Thursday, December 22, 2005

Cop out?

Yesterday I suggested that the house might modify the budget that was submitted by the government. The purpose would be to force the hand of the government and the senate on the regressive tax code which was passed unconstitutionally, rejected by the house, and still in force because the senate refuses to take action on it.

Today, Dr. Hashim Dabbas, the chief financial whiz in the house and member of the finance committee conceded that: 1- The government inflated the expenditures by inflating the projected cost of oil; 2- The income tax law hurts limited income people to the benefit of the rich and 3- passing the income tax law was an abuse of legal procedures.

However, he claimed that it was not in the power of the committee or the house to modify the budget, and their role is simply to "make recommendations", which the government routinely ignore.

Article 112 paragraph (iv) of the Jordanian constitution states the following:

The National Assembly, when debating the General Budget draft law or the provisional laws relating thereto, may reduce the expenditures under the various chapters in accordance with what it considers to be in the public interest, but it shall not increase such expenditures either by amendment or by the submission of a separate proposal. However, the Assembly may after the close of the debate propose laws for the creation of new expenditures.

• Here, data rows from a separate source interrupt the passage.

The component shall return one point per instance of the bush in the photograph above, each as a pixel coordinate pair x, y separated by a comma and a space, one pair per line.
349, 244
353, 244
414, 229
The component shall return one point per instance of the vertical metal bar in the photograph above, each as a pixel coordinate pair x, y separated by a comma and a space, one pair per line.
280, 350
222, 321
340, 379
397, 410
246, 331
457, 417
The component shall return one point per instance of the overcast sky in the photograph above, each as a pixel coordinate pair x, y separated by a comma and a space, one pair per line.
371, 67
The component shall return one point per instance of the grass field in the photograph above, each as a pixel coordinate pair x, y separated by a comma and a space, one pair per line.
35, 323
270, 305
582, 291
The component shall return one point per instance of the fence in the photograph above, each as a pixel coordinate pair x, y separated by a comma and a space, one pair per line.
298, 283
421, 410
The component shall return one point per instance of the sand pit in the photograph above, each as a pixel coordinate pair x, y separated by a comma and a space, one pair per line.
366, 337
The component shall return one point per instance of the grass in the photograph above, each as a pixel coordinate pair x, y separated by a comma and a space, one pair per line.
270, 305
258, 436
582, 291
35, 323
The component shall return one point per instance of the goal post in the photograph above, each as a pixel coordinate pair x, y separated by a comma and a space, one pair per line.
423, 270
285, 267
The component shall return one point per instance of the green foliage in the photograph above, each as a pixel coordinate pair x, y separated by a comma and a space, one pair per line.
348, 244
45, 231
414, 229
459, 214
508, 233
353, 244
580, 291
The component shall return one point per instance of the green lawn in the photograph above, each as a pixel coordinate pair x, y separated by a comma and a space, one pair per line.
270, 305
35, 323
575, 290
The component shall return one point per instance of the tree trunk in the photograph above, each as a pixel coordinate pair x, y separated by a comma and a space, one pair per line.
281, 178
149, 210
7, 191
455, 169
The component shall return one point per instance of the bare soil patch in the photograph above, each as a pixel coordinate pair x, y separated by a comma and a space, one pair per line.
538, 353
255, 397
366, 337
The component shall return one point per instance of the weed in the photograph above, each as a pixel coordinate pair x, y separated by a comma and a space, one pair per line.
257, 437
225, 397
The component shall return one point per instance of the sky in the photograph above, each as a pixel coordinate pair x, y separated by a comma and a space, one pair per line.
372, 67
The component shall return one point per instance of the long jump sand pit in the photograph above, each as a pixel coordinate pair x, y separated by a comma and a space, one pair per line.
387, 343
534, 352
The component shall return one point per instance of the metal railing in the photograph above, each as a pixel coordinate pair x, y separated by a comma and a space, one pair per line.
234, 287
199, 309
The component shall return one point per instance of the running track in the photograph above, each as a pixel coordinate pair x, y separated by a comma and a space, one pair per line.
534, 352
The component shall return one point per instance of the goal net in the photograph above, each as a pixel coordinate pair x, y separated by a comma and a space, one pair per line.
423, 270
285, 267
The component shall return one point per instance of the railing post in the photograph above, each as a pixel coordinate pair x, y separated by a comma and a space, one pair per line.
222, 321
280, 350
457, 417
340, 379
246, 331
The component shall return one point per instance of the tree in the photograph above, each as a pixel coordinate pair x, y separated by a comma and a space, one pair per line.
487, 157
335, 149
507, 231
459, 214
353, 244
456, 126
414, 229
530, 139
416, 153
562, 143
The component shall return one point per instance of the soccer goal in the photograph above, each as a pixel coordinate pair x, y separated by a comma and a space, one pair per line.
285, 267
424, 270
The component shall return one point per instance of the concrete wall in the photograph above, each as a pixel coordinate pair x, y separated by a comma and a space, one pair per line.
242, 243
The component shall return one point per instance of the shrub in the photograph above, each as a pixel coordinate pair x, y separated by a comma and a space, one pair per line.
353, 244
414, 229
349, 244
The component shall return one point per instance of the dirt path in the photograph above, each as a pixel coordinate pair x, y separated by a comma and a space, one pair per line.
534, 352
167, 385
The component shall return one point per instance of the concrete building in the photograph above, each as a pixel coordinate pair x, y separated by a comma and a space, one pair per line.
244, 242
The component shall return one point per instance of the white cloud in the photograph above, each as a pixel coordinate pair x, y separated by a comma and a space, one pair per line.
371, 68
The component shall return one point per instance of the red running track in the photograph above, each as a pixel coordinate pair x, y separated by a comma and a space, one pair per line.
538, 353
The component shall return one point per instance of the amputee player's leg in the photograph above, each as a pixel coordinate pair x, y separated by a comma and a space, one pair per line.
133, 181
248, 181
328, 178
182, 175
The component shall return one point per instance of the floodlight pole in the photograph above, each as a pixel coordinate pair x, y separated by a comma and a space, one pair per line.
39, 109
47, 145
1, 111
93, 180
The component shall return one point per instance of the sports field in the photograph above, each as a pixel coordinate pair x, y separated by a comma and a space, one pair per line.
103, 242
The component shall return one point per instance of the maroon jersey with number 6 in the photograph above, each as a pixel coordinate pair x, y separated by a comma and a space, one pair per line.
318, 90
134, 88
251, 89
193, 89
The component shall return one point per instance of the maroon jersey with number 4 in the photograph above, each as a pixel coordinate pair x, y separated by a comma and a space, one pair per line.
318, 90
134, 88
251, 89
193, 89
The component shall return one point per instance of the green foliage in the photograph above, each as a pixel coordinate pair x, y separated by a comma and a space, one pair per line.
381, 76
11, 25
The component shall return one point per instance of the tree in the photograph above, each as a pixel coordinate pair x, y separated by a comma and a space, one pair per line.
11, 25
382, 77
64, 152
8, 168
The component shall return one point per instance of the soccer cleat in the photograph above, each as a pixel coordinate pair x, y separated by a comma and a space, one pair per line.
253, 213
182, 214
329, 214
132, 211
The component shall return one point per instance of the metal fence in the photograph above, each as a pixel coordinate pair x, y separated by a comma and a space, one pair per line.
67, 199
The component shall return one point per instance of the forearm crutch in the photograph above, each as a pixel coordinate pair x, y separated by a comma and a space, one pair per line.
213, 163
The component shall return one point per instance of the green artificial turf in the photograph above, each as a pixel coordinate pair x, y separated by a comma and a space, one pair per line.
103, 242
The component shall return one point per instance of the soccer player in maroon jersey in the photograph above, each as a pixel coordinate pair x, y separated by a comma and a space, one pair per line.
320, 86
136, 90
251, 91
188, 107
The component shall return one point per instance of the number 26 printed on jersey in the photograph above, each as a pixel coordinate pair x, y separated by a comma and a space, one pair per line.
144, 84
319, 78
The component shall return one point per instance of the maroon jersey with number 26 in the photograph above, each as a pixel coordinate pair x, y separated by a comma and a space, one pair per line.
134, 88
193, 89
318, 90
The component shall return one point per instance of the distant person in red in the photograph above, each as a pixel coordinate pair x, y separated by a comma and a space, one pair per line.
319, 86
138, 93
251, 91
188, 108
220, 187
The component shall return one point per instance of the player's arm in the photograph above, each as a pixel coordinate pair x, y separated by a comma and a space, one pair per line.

So, it is clear that while the house has no right to change existing tax laws at this stage (they already rejected the income tax law), they can modify the expenditures to make them fit projected revenues based on the old tax code.

The purpose would be to allow for the possibility that the tax law be rejected. Clearly, if the budget is passed in the present form, then it would be impossible to do anything but let the new tax law pass. It would affirm that what was done was correct retroactively. To pretend that the house can't change anything is a cop out.